Center for Plant Molecular Biology, Plant Physiology, University of Tübingen , Auf der Morgenstelle 32, 72076 Tübingen, Germany.
Institute for Physical and Theoretical Chemistry , Auf der Morgenstelle 18, 72076 Tübingen, Germany.
J Phys Chem B. 2017 Mar 23;121(11):2407-2419. doi: 10.1021/acs.jpcb.6b11623. Epub 2017 Mar 10.
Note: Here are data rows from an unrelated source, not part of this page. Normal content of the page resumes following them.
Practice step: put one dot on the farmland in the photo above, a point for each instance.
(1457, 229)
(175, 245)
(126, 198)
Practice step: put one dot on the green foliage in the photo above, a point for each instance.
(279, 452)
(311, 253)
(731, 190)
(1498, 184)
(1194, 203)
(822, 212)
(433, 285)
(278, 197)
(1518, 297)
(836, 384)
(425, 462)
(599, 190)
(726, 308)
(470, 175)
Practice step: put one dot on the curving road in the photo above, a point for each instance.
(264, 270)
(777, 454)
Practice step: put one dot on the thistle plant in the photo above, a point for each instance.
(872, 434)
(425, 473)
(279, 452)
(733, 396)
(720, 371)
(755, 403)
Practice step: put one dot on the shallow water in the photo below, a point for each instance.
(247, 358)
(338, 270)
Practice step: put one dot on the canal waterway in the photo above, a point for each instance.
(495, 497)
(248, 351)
The yellow fluorescent protein (YFP) is frequently used in a protein complementation assay called bimolecular fluorescence complementation (BiFC), and is employed to visualize protein-protein interactions. In this analysis, two different, nonfluorescent fragments of YFP are genetically attached to proteins of interest. Upon interaction of these proteins, the YFP fragments are brought into proximity close enough to reconstitute their original structure, enabling fluorescence. BiFC allows for a straightforward readout of protein-protein interactions and furthermore facilitates their functional investigation by in vivo imaging. Furthermore, it has been observed that the available color range in BiFC can be extended upon complementing fragments of different proteins that are, like YFP, derived from the Aequorea victoria green fluorescent protein, thereby allowing for a multiplexed investigation of protein-protein interactions. Some spectral characteristics of "multicolor" BiFC (mcBiFC) complexes have been reported before; however, no in-depth analysis has been performed yet. Therefore, little is known about the photophysical characteristics of these mcBiFC complexes because a proper characterization essentially relies on in vitro data. This is particularly difficult for fragments of autofluorescent proteins (AFPs) because they show a very strong tendency to form supramolecular aggregates which precipitate ex vivo. In this study, this intrinsic difficulty is overcome by directly fusing the coding DNA of different AFP fragments. Translation of the genetic sequence in Escherichia coli leads to fully functional, highly soluble fluorescent proteins with distinct properties. On the basis of their construction, they are designated chimeric AFPs, or BiFC chimeras, here. Comparison of their spectral characteristics with experimental in vivo BiFC data confirmed the utility of the chimeric proteins as a BiFC model system. In this study, nine different chimeras were thoroughly analyzed at both the ensemble and the single-molecular level. The data indicates that mutations believed to be photophysically silent significantly alter the properties of AFPs.
黄色荧光蛋白(YFP)常用于一种称为双分子荧光互补(BiFC)的蛋白质互补测定中,用于可视化蛋白质-蛋白质相互作用。在这种分析中,将 YFP 的两个不同的非荧光片段遗传连接到感兴趣的蛋白质上。当这些蛋白质相互作用时,YFP 片段被拉近到足够近的距离以重新形成其原始结构,从而产生荧光。BiFC 允许直接读取蛋白质-蛋白质相互作用,并且通过体内成像进一步促进其功能研究。此外,已经观察到,通过互补来自维多利亚水母绿色荧光蛋白的不同蛋白质的片段,可以扩展 BiFC 中的可用颜色范围,从而允许对蛋白质-蛋白质相互作用进行多重研究。以前已经报道了“多色”BiFC(mcBiFC)复合物的一些光谱特性;然而,尚未进行深入分析。因此,由于适当的表征主要依赖于体外数据,因此对这些 mcBiFC 复合物的光物理特性知之甚少。对于自荧光蛋白(AFP)的片段来说,这尤其困难,因为它们表现出非常强烈的形成超分子聚集体的趋势,这些聚集体在体外沉淀。在这项研究中,通过直接融合不同 AFP 片段的编码 DNA来克服这种内在困难。大肠杆菌中遗传序列的翻译导致具有独特性质的完全功能、高可溶性荧光蛋白。基于它们的构建,它们被指定为嵌合 AFP 或 BiFC 嵌合体。通过比较它们的光谱特性与实验体内 BiFC 数据,证实了嵌合蛋白作为 BiFC 模型系统的实用性。在这项研究中,在集合和单分子水平上对九种不同的嵌合体进行了彻底分析。数据表明,被认为在光物理上沉默的突变会显著改变 AFP 的性质。